Damals sollen laut der Zeitschrift Mitarbeiter von Volkswagen den späteren Mitarbeitern von Continental den Auftrag gegeben haben, ein Einspritzsystem für den 1,6-Liter-Motor EA189 von VW zu entwickeln. Dazu gehörte demnach auch die Software für die Motorsteuerung. "Diese Software soll auf Wunsch von Volkswagen unter anderem Funktionen zur Fahrkurvenerkennung enthalten haben", sagte ein Sprecher der Staatsanwaltschaft der "Wirtschaftswoche". Es bestehe der Verdacht, dass es sich bei der Software um eine verbotene Abschalteinrichtung gehandelt habe.
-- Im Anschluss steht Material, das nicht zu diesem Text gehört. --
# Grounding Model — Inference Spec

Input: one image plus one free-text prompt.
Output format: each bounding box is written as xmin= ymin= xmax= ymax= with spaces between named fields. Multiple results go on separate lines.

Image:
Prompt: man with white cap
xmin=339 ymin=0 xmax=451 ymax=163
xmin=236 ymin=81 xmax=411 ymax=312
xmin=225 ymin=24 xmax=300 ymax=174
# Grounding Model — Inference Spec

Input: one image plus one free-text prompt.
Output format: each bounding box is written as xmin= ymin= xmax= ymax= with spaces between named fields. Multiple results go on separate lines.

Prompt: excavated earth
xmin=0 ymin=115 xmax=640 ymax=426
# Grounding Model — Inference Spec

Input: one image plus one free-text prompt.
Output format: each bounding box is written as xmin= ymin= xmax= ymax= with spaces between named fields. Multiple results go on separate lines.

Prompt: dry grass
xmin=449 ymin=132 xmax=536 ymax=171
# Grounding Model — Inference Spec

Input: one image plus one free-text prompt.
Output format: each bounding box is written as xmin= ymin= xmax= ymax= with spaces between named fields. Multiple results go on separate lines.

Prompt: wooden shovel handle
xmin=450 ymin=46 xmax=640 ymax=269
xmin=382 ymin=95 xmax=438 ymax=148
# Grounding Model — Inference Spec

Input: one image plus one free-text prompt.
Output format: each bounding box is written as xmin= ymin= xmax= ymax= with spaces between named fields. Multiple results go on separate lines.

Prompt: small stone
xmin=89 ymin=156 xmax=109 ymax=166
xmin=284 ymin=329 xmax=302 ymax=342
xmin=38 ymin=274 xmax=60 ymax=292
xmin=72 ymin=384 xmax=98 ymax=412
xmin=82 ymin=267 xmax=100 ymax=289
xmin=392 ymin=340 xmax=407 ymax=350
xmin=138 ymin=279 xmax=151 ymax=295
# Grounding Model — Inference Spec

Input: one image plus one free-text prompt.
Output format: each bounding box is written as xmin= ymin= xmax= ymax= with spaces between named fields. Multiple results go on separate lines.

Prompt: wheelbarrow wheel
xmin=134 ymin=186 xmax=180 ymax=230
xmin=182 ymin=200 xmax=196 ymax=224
Die Abgasaffäre bei Volkswagen war im September 2015 aufgeflogen. Der Autohersteller hatte von 2009 bis 2015 in den USA in gut drei Millionen Dieselfahrzeuge manipulierte Abgas-Reinigungssysteme eingebaut, die im Testbetrieb deutlich niedrigere Stickoxid-Emission anzeigten, als im tatsächlichen Betrieb auf der Straße entstanden. Später ergab sich die Frage, ob möglicherweise auch Zulieferer in die Täuschungsabsichten eingeweiht waren. Sie bestreiten dies.

Ermittlungen gegen Geschäftsführer

Im Januar war auch der japanische Hersteller Mitsubishi unter Verdacht geraten, Dieselkäufer mit illegalen Abschalteinrichtungen betrogen zu haben. Bei einer Razzia in vier Bundesländern durchsuchten Ermittler Geschäftsräume der deutschen Mitsubishi-Niederlassung, einer Tochtergesellschaft und zweier großer Zulieferer. Continental-Mitarbeiter wurden in dem Verfahren als Zeugen geführt.

Ermittelt wird laut "Wirtschaftswoche" auch gegen die beiden derzeitigen Geschäftsführer der Continental Automotive GmbH sowie eine Compliance-Beauftragte. Bei ihnen gehe es um den Verdacht der fahrlässigen Verletzung der Aufsichtspflicht. Ermittelt wird hier laut Staatsanwaltschaft wegen eines Verstoßes gegen das Ordnungswidrigkeitengesetz.

Die Ermittlungen gehen dem Bericht zufolge zurück auf Akten der Staatsanwaltschaft Braunschweig. Diese hatte demnach bei Ermittlungen rund um den VW-Dieselskandal auch Hinweise auf eine mögliche Beihilfe durch Mitarbeiter von Continental gesammelt und die Unterlagen an die Staatsanwaltschaft Hannover geschickt.